22.  Quanto à palavra de Deus, por mais que se aprofunde sua compreensão, seu sentido íntimo contém sempre mais do que aquilo que o ouvido percebe. Pois o céu, fechado nas palmas, é também o trono de Deus, e a terra, contida no côncavo da mão, é igualmente o escabelo de seus pés. Trono e escabelo não se podem entender como uma extensão da forma do corpo, segundo o modo de assentar-se, já que aquilo que é para si trono e escabelo é também aquilo que a infinidade poderosa encerra segurando na palma da mão. Deve-se reconhecer, nestas comparações tiradas das criaturas, que Deus está dentro e fora de todas as coisas, que transcende e está no mais íntimo de tudo e mostra o seu poder sobre a natureza exterior, contendo-a na mão.

23.  O trono e o escabelo, postos como base, manifestam que as coisas exteriores estão submetidas Àquele que está no interior, pois Deus está dentro das coisas exteriores e encerra as interiores a partir do exterior.
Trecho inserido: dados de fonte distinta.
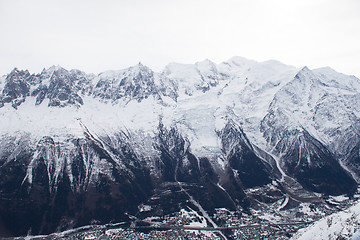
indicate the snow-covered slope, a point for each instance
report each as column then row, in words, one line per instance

Ele mesmo contém tudo o que está dentro e fora e, como é infinito, não está longe de nada, e nada deixa de estar dentro daquele que é infinito.

24.  Demorando-se nestas afirmações tão religiosas, com muito empenho, meu espírito se deleitava. Julgava que nenhum pensamento era digno de Deus, por estar Ele além da compreensão das coisas. Quanto mais a mente finita se dilata para além dos limites do pensamento, mais a infinidade da desmedida eternidade excede a infinidade do que procura atingi-la.

25.  Aquilo que piedosamente chegamos a entender, o Profeta confirmava claramente ao dizer: Aonde irei longe do teu espírito ou fugirei de tua face? Se subo aos céus, lá estás; se desço aos infernos, ali te encontro. Se tomasse minhas asas, antes da luz, e fosse habitar nos confins dos mares, também ali tua mão me conduziria e tua destra me seguraria (Sl 138,7-10).

26.  Nada existe sem Deus e não há lugar algum em que Deus não esteja. Nos céus está, no inferno está, além dos mares está. Está dentro do que é interior, transcende o que é exterior. Tal como contém, assim é contido. Não está em coisa alguma sem que esteja em todas.

O que você destaca no texto e como ele serve para sua espiritualidade?